John Holt believes that children want to learn about the world, are good at it, and can be trusted to do a very little adult coercion or interference.
Most people don't like or trust kids, and people who are suffering and see no way out of it often want others to suffer.
Learning is as natural as breathing, and healthy people do not need to be motivated externally to do it! We, and children, can simply do things and learn from them.
Instruction limits spontaneous exploration and discovery.
The amount of sustained attention, love, one gives to a practice depends on the amount of control the practitioner has in the process. School takes all control away from children. This feeling of suddenly not being able to trust one's own memory is common enough, and above all when one is anxious.

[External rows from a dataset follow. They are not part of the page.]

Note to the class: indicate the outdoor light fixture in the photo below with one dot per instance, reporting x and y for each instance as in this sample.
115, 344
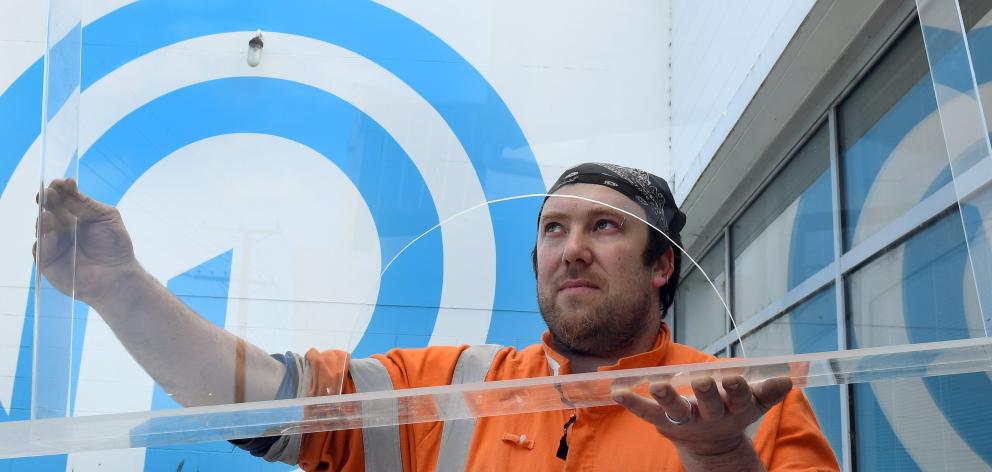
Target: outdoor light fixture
255, 49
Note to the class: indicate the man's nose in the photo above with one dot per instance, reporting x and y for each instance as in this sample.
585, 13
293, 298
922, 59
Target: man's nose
576, 249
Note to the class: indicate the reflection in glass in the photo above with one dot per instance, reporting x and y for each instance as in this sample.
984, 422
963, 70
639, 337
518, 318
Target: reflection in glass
891, 145
920, 291
700, 317
786, 235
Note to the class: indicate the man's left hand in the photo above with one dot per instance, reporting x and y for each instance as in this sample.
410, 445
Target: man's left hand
713, 424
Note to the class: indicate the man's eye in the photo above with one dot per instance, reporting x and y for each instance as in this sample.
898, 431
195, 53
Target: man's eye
604, 224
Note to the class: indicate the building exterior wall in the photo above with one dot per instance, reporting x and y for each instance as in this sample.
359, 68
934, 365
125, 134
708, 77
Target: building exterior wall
856, 240
271, 198
721, 53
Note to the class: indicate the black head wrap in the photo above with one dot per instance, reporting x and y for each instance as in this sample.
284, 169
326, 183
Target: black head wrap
651, 193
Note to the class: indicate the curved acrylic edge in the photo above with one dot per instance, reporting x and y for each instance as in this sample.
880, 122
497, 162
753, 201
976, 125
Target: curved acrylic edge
306, 415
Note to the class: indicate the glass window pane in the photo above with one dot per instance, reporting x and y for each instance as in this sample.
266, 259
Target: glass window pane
919, 291
892, 148
977, 16
700, 316
794, 213
809, 327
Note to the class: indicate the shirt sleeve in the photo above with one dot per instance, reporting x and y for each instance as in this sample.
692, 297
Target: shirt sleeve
793, 440
282, 448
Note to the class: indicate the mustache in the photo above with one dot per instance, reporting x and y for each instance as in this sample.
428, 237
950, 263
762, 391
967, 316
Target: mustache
575, 272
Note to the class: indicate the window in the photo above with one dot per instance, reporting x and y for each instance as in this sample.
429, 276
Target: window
786, 235
891, 142
700, 318
809, 327
920, 291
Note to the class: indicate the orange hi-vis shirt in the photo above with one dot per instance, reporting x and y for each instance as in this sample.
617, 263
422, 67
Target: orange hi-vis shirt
601, 438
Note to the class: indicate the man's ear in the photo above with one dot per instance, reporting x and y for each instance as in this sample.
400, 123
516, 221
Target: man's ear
663, 268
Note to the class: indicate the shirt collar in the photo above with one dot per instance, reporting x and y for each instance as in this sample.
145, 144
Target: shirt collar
558, 364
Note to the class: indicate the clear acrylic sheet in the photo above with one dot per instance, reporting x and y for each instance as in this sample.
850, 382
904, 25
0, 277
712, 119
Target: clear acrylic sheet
327, 413
963, 106
56, 318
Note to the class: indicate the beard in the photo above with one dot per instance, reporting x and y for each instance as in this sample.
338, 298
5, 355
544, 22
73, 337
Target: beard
602, 326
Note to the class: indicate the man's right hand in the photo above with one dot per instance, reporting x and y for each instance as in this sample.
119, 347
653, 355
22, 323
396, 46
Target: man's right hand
103, 254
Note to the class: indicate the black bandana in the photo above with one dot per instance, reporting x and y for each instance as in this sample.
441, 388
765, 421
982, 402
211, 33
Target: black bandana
649, 191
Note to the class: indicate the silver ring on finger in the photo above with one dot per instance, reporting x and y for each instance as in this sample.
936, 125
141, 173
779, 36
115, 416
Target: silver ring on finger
692, 413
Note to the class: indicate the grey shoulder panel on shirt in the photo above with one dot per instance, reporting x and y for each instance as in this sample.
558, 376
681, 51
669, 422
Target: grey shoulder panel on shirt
456, 437
381, 444
287, 448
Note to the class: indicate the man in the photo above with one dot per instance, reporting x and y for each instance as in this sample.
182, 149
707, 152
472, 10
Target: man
604, 280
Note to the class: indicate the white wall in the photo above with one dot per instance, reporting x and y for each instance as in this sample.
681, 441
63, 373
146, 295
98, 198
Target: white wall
721, 54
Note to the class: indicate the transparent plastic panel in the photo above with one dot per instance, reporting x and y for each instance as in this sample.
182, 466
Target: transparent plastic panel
385, 408
964, 120
608, 227
55, 313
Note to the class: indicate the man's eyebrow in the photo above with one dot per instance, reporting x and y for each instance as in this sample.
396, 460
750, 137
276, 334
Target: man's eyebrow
552, 215
599, 211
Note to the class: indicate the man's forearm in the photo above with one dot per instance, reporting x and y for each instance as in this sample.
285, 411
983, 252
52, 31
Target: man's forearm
742, 458
195, 361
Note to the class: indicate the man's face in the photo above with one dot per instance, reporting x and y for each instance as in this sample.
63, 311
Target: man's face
594, 290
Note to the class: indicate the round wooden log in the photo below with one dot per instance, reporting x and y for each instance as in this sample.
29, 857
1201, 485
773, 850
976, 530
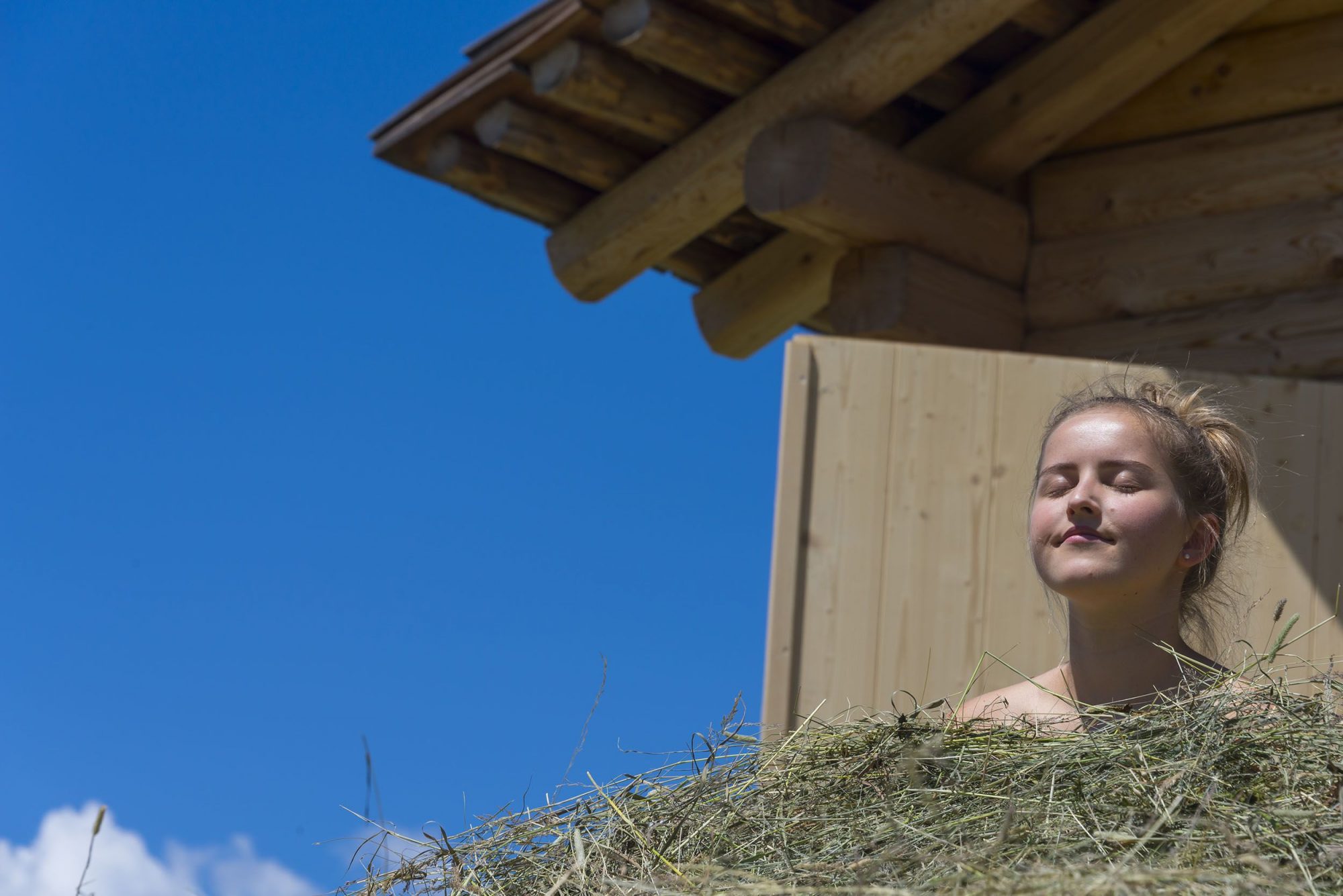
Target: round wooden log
833, 183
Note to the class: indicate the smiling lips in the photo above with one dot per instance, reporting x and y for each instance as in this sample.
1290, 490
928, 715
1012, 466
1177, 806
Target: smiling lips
1080, 536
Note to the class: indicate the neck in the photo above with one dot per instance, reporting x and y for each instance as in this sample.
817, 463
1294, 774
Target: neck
1119, 658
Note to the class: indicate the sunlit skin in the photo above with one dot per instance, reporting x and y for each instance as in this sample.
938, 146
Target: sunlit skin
1109, 532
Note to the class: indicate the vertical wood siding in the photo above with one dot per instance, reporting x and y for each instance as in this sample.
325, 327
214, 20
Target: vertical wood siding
900, 558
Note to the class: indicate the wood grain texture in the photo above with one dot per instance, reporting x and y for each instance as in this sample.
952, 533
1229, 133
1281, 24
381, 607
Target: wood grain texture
934, 589
676, 196
609, 86
704, 51
1298, 334
899, 293
829, 181
555, 144
1060, 90
1024, 628
953, 456
1328, 642
793, 510
765, 294
539, 195
1052, 17
1230, 169
1187, 263
1282, 12
1242, 78
1033, 109
845, 529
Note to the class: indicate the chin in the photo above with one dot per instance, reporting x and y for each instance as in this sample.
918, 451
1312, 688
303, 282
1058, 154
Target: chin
1087, 583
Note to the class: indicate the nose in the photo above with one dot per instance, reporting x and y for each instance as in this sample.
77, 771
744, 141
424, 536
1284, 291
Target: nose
1082, 502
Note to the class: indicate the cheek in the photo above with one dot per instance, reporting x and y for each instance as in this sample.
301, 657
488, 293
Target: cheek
1150, 521
1040, 524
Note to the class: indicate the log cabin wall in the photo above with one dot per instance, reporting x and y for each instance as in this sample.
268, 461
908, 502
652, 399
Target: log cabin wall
900, 544
1107, 179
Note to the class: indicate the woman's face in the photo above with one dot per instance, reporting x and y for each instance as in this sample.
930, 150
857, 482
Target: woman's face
1106, 519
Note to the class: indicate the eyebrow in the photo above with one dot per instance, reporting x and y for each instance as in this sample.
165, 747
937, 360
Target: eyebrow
1067, 467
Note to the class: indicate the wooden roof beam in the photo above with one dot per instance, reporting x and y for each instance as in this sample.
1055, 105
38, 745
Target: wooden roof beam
1027, 114
584, 157
669, 35
1094, 68
618, 90
680, 193
806, 23
899, 293
547, 199
1242, 78
827, 180
1285, 12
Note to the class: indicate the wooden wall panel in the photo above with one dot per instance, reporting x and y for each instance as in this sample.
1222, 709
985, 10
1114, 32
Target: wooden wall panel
900, 542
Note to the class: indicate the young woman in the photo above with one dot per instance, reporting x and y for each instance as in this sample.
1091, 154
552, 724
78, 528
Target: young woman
1140, 489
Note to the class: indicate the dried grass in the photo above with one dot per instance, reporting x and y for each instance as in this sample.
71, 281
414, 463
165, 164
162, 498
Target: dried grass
1225, 791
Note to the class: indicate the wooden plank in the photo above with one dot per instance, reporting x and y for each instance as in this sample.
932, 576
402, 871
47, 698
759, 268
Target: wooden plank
492, 75
616, 89
934, 591
827, 180
805, 23
555, 144
1282, 12
1027, 114
1039, 105
851, 75
1277, 557
1185, 263
503, 181
669, 35
899, 293
1298, 334
1052, 17
559, 146
1329, 529
765, 294
1021, 626
792, 513
1231, 169
845, 528
547, 199
1238, 79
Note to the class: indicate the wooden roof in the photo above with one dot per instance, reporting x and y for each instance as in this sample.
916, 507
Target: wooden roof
672, 134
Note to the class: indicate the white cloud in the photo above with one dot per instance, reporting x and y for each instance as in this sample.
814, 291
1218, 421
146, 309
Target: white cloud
123, 866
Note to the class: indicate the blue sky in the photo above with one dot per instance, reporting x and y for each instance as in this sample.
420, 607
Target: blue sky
299, 447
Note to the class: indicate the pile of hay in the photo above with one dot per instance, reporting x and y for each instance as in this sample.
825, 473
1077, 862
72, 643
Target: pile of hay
1219, 792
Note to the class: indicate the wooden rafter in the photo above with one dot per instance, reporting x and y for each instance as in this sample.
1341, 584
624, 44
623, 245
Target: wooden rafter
827, 180
852, 74
542, 196
1032, 110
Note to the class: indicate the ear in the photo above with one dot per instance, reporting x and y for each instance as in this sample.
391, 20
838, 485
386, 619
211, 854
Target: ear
1201, 542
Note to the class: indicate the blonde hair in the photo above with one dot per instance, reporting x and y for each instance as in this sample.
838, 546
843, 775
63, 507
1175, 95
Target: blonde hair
1212, 462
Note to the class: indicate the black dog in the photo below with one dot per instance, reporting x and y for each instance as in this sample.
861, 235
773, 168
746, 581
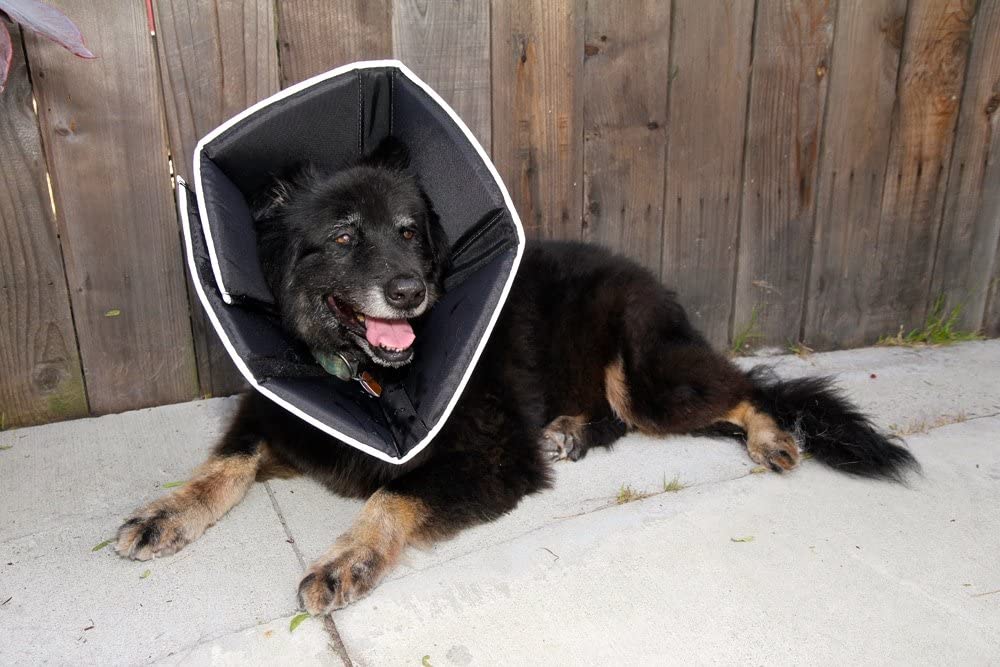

What makes people smart, curious, alert, observant, competent, confident, resourceful, persistent--in the broadest and best sense, intelligent--is not having access to more and more learning places, resources, and specialists, but being able in their lives to do a wide variety of interesting things that matter, things that challenge their ingenuity, skill, and judgment, and that make an obvious difference in their lives and the lives of people around them.
When schools or teachers use "tried-and-true" methods that everyone is used to--that is, rote learning, drills, and the like--and these methods don't work, as they usually don't, the public is willing to let the schools blame the students. But when a school or teacher uses a method that people consider new and it doesn't work, the public blames them. So the rule is, to avoid trouble, stick to the old methods, evenif they don't work.
Intelligence is not the measure of how much we know how to do, but of how we behave when we don't know what to do. It has to do with our ability to think up important questions and then to find ways to get useful answers.